Россия, догадавшись о значении единственного незнакомого слова, одобрительно кивает и усердно выписывает первое предложение. Когда он заканчивает, Китай задаёт новое: «Я делаю упражнение».
— Может быть, третье придумаешь сам? — предлагает она, дожидаясь, пока согреется вода.
Иван, поразмыслив, принимается за письмо. Ли Чжу наблюдает, как он сосредоточенно щурит глаза, сверяясь с образцом, и аккуратно пишет черту за чертой.
— Проверишь? — спрашивает он.
Ли Чжу подходит к нему с парующим чайником и едва не роняет его себе под ноги, прочтя wǒ ài nǐ.

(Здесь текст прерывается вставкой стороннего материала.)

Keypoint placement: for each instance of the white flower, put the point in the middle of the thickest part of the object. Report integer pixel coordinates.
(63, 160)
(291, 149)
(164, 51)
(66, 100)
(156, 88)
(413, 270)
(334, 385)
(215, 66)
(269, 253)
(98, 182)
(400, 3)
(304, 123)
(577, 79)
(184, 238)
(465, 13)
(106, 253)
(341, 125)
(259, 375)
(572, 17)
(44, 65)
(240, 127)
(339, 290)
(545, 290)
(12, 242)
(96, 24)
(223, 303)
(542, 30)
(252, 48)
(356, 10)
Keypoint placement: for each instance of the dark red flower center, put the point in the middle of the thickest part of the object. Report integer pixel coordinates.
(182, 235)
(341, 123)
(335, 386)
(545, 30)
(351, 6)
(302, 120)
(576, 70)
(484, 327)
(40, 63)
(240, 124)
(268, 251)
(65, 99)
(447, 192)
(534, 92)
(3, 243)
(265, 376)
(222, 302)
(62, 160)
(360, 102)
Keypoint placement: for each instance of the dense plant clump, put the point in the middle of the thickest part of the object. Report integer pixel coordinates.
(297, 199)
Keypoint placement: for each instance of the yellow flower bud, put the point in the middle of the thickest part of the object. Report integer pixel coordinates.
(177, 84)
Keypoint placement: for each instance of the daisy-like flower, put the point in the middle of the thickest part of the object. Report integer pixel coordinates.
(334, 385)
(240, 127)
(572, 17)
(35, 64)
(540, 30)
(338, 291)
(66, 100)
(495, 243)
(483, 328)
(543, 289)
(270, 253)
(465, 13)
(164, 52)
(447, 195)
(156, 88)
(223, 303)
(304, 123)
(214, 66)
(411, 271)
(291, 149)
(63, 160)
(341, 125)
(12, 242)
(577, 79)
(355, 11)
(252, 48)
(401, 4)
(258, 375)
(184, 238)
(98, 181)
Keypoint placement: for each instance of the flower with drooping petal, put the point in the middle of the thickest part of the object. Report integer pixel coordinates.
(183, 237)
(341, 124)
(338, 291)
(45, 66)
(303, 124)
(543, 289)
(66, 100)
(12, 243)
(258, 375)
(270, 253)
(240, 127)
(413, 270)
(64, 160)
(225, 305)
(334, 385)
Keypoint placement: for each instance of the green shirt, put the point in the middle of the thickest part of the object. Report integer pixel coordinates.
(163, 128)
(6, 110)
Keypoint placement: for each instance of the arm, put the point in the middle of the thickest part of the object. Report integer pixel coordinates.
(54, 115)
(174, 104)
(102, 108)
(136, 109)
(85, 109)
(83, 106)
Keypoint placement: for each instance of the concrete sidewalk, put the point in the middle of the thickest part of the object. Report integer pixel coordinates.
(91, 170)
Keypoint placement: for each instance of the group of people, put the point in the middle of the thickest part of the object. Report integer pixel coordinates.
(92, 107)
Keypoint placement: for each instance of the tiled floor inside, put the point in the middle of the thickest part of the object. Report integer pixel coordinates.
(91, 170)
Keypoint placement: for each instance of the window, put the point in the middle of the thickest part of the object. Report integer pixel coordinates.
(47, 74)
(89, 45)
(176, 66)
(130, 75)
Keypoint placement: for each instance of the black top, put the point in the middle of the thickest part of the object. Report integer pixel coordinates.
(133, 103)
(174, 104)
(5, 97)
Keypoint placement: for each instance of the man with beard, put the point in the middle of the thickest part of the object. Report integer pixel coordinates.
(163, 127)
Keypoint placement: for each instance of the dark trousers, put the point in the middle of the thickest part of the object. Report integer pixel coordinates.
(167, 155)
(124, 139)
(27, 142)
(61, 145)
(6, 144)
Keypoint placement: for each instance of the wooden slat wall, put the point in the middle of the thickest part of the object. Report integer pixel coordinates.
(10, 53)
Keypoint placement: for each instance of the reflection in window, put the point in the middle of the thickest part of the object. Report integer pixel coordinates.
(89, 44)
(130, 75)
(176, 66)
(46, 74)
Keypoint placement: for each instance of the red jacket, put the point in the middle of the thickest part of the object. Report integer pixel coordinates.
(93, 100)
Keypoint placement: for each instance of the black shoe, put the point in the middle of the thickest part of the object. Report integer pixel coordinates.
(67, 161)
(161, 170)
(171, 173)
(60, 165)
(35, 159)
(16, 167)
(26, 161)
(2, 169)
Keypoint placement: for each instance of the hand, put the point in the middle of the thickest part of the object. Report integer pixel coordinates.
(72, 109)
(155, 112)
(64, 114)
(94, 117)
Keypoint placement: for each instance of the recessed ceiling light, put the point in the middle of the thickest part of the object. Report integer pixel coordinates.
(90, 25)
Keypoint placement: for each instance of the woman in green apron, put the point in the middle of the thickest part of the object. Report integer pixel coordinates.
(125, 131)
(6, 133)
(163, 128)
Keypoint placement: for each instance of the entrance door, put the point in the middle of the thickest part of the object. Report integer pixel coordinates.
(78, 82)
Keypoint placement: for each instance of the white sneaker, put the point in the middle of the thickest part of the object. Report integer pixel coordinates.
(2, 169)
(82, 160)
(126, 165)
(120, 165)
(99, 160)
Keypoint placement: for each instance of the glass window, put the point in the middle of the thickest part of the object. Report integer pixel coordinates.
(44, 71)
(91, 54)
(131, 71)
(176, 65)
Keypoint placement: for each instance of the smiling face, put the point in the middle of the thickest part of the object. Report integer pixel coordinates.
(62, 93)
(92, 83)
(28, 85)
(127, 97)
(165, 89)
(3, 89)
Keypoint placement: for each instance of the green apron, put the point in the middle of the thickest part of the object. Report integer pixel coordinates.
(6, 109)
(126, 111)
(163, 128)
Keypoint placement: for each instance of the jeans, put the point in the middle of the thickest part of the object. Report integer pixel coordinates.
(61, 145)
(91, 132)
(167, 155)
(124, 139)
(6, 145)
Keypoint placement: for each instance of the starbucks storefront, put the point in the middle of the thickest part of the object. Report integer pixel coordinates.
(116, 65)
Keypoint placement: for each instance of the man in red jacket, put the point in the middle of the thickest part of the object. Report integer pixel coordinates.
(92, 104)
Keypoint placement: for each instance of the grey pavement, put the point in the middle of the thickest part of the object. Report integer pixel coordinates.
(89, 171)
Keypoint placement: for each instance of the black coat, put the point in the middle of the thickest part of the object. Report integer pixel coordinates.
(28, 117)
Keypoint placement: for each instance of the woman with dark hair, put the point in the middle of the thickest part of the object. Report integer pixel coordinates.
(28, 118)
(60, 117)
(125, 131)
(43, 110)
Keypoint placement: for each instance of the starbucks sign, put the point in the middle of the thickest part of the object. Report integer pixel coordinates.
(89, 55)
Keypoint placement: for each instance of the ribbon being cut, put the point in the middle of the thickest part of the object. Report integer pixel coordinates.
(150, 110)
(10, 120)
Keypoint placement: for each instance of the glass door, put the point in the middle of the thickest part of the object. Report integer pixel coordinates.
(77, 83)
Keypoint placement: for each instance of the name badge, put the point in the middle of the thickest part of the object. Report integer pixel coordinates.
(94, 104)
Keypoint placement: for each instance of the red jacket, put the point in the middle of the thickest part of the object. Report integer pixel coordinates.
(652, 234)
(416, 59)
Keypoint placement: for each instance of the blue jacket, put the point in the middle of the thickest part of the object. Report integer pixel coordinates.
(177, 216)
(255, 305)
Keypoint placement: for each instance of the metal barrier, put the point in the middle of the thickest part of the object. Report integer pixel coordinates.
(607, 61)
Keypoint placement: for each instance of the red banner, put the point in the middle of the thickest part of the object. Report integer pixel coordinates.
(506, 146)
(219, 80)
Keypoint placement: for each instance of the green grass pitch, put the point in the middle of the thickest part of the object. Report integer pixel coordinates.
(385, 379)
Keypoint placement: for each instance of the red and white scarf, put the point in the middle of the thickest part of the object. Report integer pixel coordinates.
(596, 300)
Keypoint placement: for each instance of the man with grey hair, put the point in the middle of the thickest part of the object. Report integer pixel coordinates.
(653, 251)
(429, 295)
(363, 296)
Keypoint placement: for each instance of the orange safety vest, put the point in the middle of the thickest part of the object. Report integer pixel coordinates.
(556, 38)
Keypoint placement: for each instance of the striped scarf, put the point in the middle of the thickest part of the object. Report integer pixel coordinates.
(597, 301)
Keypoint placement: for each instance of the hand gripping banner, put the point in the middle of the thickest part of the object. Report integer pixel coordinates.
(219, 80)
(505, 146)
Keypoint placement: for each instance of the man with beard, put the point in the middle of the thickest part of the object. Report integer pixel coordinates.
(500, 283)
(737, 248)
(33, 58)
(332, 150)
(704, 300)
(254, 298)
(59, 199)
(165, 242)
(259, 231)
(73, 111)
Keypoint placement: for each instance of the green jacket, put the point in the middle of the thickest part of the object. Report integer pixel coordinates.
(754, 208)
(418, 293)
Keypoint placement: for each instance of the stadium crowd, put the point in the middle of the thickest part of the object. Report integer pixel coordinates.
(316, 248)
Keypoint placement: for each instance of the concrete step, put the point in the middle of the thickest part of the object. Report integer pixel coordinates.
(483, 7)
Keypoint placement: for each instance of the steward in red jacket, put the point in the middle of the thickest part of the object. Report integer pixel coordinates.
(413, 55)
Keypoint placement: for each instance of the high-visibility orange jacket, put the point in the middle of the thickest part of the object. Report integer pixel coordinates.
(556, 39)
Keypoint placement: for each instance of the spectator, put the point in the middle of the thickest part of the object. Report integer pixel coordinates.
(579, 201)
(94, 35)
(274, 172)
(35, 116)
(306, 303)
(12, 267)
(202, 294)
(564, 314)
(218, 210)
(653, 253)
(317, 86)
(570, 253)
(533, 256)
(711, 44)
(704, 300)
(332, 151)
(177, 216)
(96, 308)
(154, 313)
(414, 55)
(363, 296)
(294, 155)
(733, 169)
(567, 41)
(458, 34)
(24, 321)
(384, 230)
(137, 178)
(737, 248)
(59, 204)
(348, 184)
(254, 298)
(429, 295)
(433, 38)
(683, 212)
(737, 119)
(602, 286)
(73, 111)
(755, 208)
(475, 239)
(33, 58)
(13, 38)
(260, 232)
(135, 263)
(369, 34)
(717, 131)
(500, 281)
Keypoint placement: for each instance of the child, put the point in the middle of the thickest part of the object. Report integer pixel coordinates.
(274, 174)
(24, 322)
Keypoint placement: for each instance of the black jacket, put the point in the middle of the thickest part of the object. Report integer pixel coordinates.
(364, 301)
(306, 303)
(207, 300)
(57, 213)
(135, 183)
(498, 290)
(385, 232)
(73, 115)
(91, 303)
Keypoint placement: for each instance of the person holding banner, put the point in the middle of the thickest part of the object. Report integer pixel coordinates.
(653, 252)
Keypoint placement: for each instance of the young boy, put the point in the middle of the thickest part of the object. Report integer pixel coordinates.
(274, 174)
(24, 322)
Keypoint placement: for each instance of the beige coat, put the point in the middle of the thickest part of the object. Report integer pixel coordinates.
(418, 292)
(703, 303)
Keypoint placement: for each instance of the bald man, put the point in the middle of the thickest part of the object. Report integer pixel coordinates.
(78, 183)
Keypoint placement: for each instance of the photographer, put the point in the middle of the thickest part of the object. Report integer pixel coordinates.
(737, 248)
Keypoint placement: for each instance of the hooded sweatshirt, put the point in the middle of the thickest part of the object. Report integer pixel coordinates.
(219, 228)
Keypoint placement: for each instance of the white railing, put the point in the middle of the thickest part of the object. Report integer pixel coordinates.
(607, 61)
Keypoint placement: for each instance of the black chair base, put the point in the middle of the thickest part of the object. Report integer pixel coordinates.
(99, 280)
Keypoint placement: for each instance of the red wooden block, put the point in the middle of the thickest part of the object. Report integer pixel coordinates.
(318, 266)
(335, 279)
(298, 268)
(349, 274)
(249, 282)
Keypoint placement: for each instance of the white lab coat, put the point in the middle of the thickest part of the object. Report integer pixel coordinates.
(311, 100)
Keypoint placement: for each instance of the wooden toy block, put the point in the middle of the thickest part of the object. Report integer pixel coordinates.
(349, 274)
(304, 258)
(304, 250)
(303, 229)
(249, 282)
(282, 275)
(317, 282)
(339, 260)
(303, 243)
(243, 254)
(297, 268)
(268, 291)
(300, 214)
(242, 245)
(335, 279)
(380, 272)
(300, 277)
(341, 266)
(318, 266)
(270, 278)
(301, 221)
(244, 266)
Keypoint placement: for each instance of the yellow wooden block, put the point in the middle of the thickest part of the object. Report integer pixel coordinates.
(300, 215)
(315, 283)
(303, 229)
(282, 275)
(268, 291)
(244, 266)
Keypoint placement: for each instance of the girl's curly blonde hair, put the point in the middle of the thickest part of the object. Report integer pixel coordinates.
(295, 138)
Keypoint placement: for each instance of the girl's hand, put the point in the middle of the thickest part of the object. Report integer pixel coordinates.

— Кому ты собрался признаваться в любви по-китайски, проказник? — смеётся она, пряча в усмешке неловкость, и в её речи сильнее обычного звучит акцент.
Россия улыбается чисто и широко, как утренняя заря на небосклоне.
— Боюсь, мне предстоит ещё очень много выучить, чтобы суметь объяснить. Я отказываюсь это делать по-английски.